How do refugees become an integral and stable part of society? This question, especially for Western Europe, with the high numbers of immigration caused by global crises, is still an essential one. It can serve as a blueprint not only for its societies, but also for the stability of its political system. It is often said that the key to integration is language, beside „cultural scissors gaps“, education in the immigrants’ home countries, tolerance and acceptance for both parts, the immigrant and the majority of a society.
A comprehensive study from Denmark has now examined the role of language acquisition by refugees, based on a high number of statistical data. In 1999, the Scandinavian country implemented a reform that expanded language courses to a total of 1,800 hours, plus 430 extra hours. The refugees could learn Danish in the courses for up to three years. Those who did not graduate could then not apply for permanent residency.
Since the reform applied to all new refugees but not to those who were already in the country, the researchers were able to determine the effects of the new measures. To do this, they followed the biographies of more than 8,500 recognized refugees who immigrated in the years before and after the reform, as well as those of their children. Up until 2016, they compared income, occupations, school degrees and crimes.
The findings agree with all those who have long been calling for high investments in language training for migrants. The study states: “Refugees who were affected by the new regulations earned more, worked more and held more complex jobs in the 18 years after the reform.” For example, those who studied Danish for longer worked more as nurses than as kitchen help. The younger refugees, on the other hand, took up higher education more often.
Expanding the language programs was therefore worthwhile for the refugees and also for the state: Because the expenses were amortized after just a few years through higher tax revenues and savings in social benefits. And that continues year after year, especially since better integration of the refugees also has long-term positive consequences: the children of those who benefited from the reform more often completed their schooling and committed fewer crimes.
However, better language education is not the answer to all the challenges of integration. The crime rate among adult refugees – which is significantly higher than among locals – did not decrease as a result of the language courses. The authors of the study interpret it as follows: Those who are motivated benefit from the language courses, but those who would have become criminals anyway would not let a few more months of Danish lessons convert them to being law-abiding. Therefore, the topic of segregation is also essential for a sociological analysis, for many Scandinavian law-makers increasing ghettos in the cities are a part of the problem.

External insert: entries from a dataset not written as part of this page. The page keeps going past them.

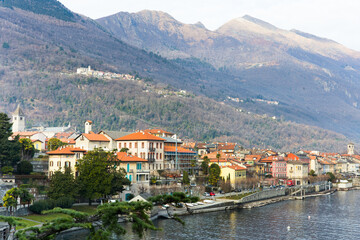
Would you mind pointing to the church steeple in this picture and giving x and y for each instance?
(18, 120)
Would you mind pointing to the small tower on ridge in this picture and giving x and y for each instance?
(351, 148)
(18, 120)
(88, 125)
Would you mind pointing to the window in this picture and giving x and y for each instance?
(138, 166)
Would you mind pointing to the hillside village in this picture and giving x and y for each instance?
(156, 157)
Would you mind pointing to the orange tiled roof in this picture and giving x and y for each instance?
(140, 136)
(252, 157)
(65, 151)
(179, 149)
(270, 159)
(24, 134)
(63, 135)
(157, 131)
(68, 140)
(96, 137)
(125, 157)
(229, 146)
(212, 155)
(236, 168)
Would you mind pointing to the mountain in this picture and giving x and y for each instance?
(315, 80)
(39, 55)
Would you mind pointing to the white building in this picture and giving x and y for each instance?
(144, 145)
(18, 120)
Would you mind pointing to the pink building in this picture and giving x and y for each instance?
(279, 169)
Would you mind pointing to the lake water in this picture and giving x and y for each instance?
(334, 216)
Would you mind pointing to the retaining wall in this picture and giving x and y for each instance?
(266, 194)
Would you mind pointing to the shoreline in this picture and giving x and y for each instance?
(225, 205)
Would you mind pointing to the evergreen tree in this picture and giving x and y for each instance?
(98, 175)
(214, 171)
(186, 179)
(9, 149)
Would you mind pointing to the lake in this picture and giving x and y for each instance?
(335, 216)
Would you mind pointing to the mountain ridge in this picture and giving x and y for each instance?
(37, 69)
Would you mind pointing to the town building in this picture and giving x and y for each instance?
(137, 171)
(64, 157)
(297, 171)
(233, 173)
(18, 120)
(146, 146)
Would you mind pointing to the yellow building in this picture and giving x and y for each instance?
(235, 173)
(259, 168)
(64, 157)
(37, 144)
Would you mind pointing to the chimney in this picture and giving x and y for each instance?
(88, 125)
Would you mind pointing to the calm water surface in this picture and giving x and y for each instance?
(334, 216)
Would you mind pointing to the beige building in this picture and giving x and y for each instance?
(298, 171)
(90, 141)
(235, 173)
(144, 145)
(64, 157)
(137, 171)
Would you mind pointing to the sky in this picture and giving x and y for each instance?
(337, 20)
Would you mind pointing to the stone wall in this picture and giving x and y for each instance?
(263, 195)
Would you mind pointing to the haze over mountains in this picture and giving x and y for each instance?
(43, 43)
(315, 80)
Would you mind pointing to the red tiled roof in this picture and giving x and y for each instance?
(68, 140)
(157, 131)
(252, 157)
(139, 136)
(124, 157)
(236, 168)
(65, 151)
(24, 134)
(63, 135)
(179, 149)
(96, 137)
(229, 146)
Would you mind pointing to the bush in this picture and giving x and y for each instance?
(6, 45)
(64, 202)
(42, 205)
(24, 167)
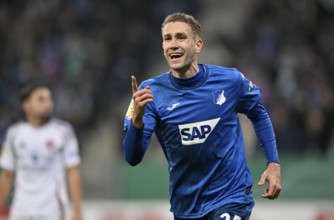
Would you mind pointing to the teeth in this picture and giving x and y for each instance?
(175, 55)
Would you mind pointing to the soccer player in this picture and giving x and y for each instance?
(40, 152)
(193, 111)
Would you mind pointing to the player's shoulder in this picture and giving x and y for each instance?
(223, 70)
(227, 73)
(161, 79)
(59, 123)
(17, 126)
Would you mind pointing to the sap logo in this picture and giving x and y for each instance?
(198, 132)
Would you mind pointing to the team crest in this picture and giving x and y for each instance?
(219, 97)
(129, 112)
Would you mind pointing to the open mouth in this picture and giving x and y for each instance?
(175, 56)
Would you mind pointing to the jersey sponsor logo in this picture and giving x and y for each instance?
(219, 97)
(129, 112)
(198, 132)
(170, 108)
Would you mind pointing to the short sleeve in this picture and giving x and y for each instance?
(249, 96)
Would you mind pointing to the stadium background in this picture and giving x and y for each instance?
(89, 49)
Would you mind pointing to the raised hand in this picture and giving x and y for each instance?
(273, 176)
(140, 100)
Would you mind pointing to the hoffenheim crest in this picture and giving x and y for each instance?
(219, 97)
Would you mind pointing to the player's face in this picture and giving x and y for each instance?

Scandinavian immigration policy was once considered one of the most liberal in Europe. But that changed in the mid-1990s, in 2004 there was talk of »immigrant ghettos« for the first time. In 2018, the then Prime Minister Rasmussen in Denmark said the tentacles of the ghettos were spreading, Danish values such as equality, liberalism and tolerance were losing ground. A few months later he presented the „Ghetto Plan“, a law now being implemented under the Social Democrat PM Mette Frederiksen. Its declared goal: by 2030 there should be no more “ghettos” in Denmark.
A neighborhood is considered a “ghetto” if it has more than 1,000 residents and meets at least three of these criteria: More than 40 percent of the adult residents are unemployed, the crime rate is at least three times the national average and over 60 percent of the residents have no more than elementary school education (up to class 9).
Every year in December the Danish Ministry of Housing publishes a list of ghetto areas, which is now called the „List of Parallel Societies“. There has been a list since 2010, consequences only since the „Ghetto Law“. In December 2020 there were 15 districts with around 40,000 people on that list. If a quarter is mentioned there for five years in a row, the share of social housing must be reduced to 40 percent. In order to change the social mix of the district, non-profit housing is being privatized, and entire blocks of flats are being demolished if necessary.
In another legislative move, the Danish government cut social assistance for refugees over the age of 25 for 13 months. If the aim was for the refugees to use this pressure to find work more quickly, the effect was disastrous: employment and earnings did not increase. Instead, presumably due to lack of money, the number of shoplifters shot up.
But nevertheless: the study, which was published this summer in the journal „Review of Economics and Statistics“, is clear: Investing in language education pays off.